Sunday, March 13, 2011

Franklin gets Crafty

The weather is doing that wonderful thing it does sometimes in Texas. It is being perfect. This past weekend our heroine found herself sipping coffee on her porch enjoying The Warmth of Other Suns...and the warmth of the regular old sun, getting far more than her prescribed 15 mins of sunshine.

Then she and Franklin embarked on a journey southward with their dear Canadian friend to Bellaire where there was much crafting to be done, most notably the construction of darling decorative spheres. A delightfully messy process
including string, glue, balloons, and Vaseline. As should be expected the Amazing One-Legged Girl dominated that yarn, but she got covered in glue in the process.

The crafting fun continued, fireside. Knitting away on a no-longer-seasonally appropriate scarf for her relative to the north.

Aside from the crafting and good conversation to be had, naturally there was mass consumption of char-roasted sugar puffs...aka SMORES.

Our heroine has an exceptional skill when it comes to the proper roasting of a mallow, the melting of the chocolate and the distribution of the graham. It was truly an exquisite sight to behold.
The crafting continued the following day, with FINAL completion of that daunting scarf and the fabrication a little felt sleeping bag for her Kindle. Such an exhibition of craftiness has not been witnessed since the legendary six foot papier-mâchéTobasco bottle of 1999.

Tomorrow its back to less pleasant battles, including her first physical therapy session. Exciting as that is, she would rather roast a mallow.

Friday, March 11, 2011

Stay at Home Superhero

It has been mentioned before that working part time is dangerously fabulous. Only going into Crazytown 2 days a week allows for our heroine to soak up the sun from her new orange couch and to keep a safe distance via internet and email during the rest of the week. Aside from daytime TV being as awful as it is reputed to be, the commercials reveal that the Amazing One-Legged Girl is in no way their intended audience. From what she can discern they are directed towards one of three categories of people: Mothers with fresh babies (diapers, Gerber, Pajama Jeans); the elderly (dentures, Rascal Scooters, the risks of reusable catheters, Pajama Jeans); the un- or underemployed (medical billing certificates, ITT Tech, Pajama Jeans).
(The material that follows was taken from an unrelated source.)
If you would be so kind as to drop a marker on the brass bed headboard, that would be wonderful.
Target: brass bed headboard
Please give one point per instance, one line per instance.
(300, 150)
Of these three groups, her current situation freakishly most resembles that of the elderly (not in teeth or in need of help in going to the bathroom), but in her high fashion wheel chair, her super peppy home care nurse that visits once a week, and her need for trendy lounge wear.

The often aired commercial that causes the Amazing One-Legged Girl to laugh heartily at fate goes like this "It's your life, live it well, Texas Orthopedic Hospital." Sweet sweet irony. Probably one of the reasons so many people are stuck at home with the TV on during the day... go ahead rub it in by advertising frequently during the day. Remind us that your infection ridden hospital is why her leg exploded in the first place and further reason for the introduction to Franklin the Frame.

Another exciting aspect about being a home-bound hero is her new garden. Her passion for delicious food, undoubtedly increases demand for fresh herbs, especially the ever-popular cilantro, basil, and rosemary. The logical conclusion is to attempt to cultivate her own, along with two intrepid tomatoes. It should be noted that last year's attempt at farmer-ism started much much later in the season and resulted shriveled sun-stroked twigs.

She is hoping for more luscious longterm results this year.



Monday, March 7, 2011

New Digs, 3 Stairs & Rolly Chairs


The new house is fabulous. Thanks to the aide of many wonderful friends and her tirelessly helpful mother, the move is complete.
Three stairs thats it. Then the door. nice porch, good street, Cajun restaurant on the corner.

Our heroine has been enjoying a wonderful new view from a new $80 orange couch, that may clash with her fancy red chair, but oh well, the hardwood floors ties everything together... right?

Aside from being on the first floor, this apartment is wonderful because it is a straight shot: living room, kitchen, bed & bath.

The kitchen is so large in fact wheels are required to get around, adding a whole new element to the cooking dance. Wheeled twirls are the newest and best way the Amazing One-Legged Girl gets from the sink to the fridge, no more ridiculous hops and one-legged turns that threaten to topple her so often.

She is finding a nice rhythm in working part-time, dangerously nice. If it weren't for the giant metal cage on her leg, you might say she fell into some some random good fortune.

But alas, her fall led to something else entirely. A prescription for PT three times a week will undoubtedly throw her back on the crazy train once more. She is still learning new things every day. For example, who knew large luggage made such a great ottoman?